Perché in Sicilia cresci con il terrore degli sbirri, come se fossimo noi i
cattivi da temere. Ma erano dei ragazzini, li lasciavamo andare dopo un
controllo veloce dei documenti, e loro fuggivano via con gli occhi bassi
e la vergogna nello stomaco. Noi poliziotti invece restavamo lì, insieme
alle prostitute. A volte compravo dei cornetti e glieli portavo. Erano
ragazzine pure loro. E anche io, in fondo, ero un ragazzino. Così come i
miei colleghi.
Supero il porticciolo turistico e raggiungo l'ingresso del porto. In
guardiola non c'è nessuno, il cancello è aperto. Posteggio, scendo
dall'auto e mi metto a camminare fino al molo che ho di fronte. Non ci
sono grosse navi attraccate. Torno indietro e percorro la banchina fino a
una torre di container: uno sull'altro, incastrati e solidi. Era quello che
volevo fare con la squadra investigativa. Un gruppo unico. Tutti uguali.
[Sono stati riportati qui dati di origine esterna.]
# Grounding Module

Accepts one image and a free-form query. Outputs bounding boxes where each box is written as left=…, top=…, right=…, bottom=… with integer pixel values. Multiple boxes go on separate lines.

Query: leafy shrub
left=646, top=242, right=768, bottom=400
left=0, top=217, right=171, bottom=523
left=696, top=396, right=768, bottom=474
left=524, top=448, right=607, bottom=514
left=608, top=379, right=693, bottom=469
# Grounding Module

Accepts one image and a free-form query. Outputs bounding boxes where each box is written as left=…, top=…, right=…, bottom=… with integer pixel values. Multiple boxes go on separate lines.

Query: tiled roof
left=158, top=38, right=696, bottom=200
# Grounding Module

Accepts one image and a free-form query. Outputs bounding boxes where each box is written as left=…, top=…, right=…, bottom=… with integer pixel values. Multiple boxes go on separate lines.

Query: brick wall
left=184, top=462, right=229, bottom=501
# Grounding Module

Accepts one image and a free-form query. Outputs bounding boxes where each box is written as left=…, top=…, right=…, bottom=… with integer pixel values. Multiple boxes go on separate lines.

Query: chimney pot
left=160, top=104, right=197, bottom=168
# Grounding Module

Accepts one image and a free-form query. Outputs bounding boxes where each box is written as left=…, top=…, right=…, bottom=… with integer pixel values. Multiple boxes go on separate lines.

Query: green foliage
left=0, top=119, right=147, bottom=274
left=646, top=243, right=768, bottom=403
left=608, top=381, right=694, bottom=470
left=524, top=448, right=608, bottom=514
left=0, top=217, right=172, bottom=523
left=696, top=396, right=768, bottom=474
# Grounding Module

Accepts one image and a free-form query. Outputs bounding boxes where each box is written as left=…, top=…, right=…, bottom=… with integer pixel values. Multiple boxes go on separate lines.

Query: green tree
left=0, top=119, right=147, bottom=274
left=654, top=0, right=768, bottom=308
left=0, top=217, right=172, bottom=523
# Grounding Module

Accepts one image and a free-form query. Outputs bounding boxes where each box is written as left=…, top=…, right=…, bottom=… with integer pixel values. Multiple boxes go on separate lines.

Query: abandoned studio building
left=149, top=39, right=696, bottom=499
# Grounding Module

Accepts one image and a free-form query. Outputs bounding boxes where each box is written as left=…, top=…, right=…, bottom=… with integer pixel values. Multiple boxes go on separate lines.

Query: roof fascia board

Dopo le tante retate di spacciatori ci eravamo guadagnati un po' di
rispetto a Prezia. La maggior parte della gente si chiedeva solo perché
rompevamo la minchia, ma qualcuno apprezzava i nostri sforzi. Di
nascosto, è ovvio, come quel panettiere che mi faceva trovare sempre il
pane anche se non gliel'avevo ordinato. Ogni giorno mi metteva da
parte un parigino e due semprefreschi dell'ultima infornata: se passavo
a prenderli lui me li dava, altrimenti restavano invenduti. Era il suo
modo di farmi capire che mi sosteneva, che lui c'era. Purtroppo lo capii
solo molto tempo dopo.
La morsa sullo spaccio stava strangolando il mercato, e così qualcuno
decise di fare qualcosa per costringerci a mollare un po' la presa. Una
sera venni avvicinato da uno sfacinnàto che vendeva vestiti contraffatti.